Thursday, February 15, 2007

More on Toy Fair

Yesterday I was talking about Toy Fair, and how the potential, with any particular Toy Fair, San Diego Comic Convention, or this year and hopefully never again, New York Comic Con, exists for companies to come out with a professional figure that wrecks the plans of a customizer. There might suddenly be a factory-made version of the character you did, or perhaps the perfect base might be released.

I’ve been customizing for a while, and the one thing I’ve learned is that the Perfect Base is always bested as our hobby develops, as articulation and sculpt evolve. I horded ToyBiz Wrestlers riding motorcycles because they were 6 inches tall, had ball-jointed hips, and were clearanced at $3… it was an amazing convergence! But only amazing for 2001, it turned out, because a year later Marvel Legends hit. All that said, I don’t see anything at Toy Fair that makes my bases obsolete. Wasp, Psylocke, Captain Marvel, and Luke Cage were released in 2006, and make a great set of utility bases.

Which leads to an interesting situation. 2007 is a continuation of well-established trends, as super-articulated lines continue or blossom (like Mattel’s DCSH and the Indie line), so the pool of compatible bases grows and grows. I’ve recently started customizing again, and I’ve found I’m more productive than I ever was in past attempts. A large part of this is because I have such a full selection of bases to choose from, all in the right scale and style.

For instance, I just finished a late-nineties Phoenix, from a ML15 Spider-Woman base. The work went really fast, because Spider-Woman has nearly all the right colors for the custom, and the costume only has one engineering bit.


Phoenix, the, uh, 6 month gap costume? I'll show this in greater detail once it's finalized, but it came together at a dizzying pace that kind of surprised me.

To contrast, my last major customizing burst happened in 2003 something? Electra, the first Marvel Legends female, had just been released as the shortpack in her assortment. At the same time, Doubledealer did this Frank Quietly Emma Frost from a Spider-Man figure. A plastic sex change! Think of the possibilities! I went out and got a bunch of, uh some kind of Spider-Man, he had light-up eyes, and a really femmy build. I cut off the torso just above the ab crunch (difficult proposition) and grafted on a female upper torso and shoulders… I used a few ToyBiz Bride of Venom figures that had been clearanced once. Rejoin the arms, add a ball-joint head, and I had a passable female. But all that work to get to a vanilla body! I get the same results today by ripping off Psylocke’s sash.
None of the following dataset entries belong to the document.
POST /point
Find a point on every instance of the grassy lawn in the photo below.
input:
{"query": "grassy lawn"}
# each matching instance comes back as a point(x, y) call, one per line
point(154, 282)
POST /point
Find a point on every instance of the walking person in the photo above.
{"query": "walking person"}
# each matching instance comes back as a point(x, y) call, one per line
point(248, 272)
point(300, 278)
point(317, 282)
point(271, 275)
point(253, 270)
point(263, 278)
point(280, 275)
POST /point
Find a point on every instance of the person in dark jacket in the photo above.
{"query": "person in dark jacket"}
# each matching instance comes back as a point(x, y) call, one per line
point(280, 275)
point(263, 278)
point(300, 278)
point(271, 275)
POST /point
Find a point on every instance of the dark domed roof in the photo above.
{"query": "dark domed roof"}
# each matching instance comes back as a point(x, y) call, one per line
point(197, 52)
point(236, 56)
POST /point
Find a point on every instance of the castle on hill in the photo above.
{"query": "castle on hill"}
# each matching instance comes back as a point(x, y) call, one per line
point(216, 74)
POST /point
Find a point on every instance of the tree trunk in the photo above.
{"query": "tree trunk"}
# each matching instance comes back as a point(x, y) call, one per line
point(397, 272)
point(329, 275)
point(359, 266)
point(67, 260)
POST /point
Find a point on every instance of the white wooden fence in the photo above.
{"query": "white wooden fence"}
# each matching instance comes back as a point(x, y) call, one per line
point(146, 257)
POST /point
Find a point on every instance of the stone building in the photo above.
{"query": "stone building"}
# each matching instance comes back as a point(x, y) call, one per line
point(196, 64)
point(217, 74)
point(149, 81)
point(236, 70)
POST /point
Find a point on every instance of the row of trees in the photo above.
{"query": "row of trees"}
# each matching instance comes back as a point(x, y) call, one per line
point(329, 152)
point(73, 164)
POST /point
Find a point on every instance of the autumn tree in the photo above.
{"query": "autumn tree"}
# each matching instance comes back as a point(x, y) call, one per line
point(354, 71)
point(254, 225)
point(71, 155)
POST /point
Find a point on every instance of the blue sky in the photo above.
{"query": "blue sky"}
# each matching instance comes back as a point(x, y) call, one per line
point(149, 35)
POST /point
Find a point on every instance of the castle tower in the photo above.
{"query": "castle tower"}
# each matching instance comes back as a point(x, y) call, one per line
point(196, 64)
Anyway, the trend in figures seems to be sliding back from 6 inches to 5 inches. Maybe the three lines of 6-inch articulated superheroes will stay, and maybe Hasbro is looking for an excuse to kill it. But right now is an incredible time to customize. I'm used to having to grind off all this detail, and swap parts all over the place. Now that I'm working again, I’m really amazed at the speed at which my ideas take form!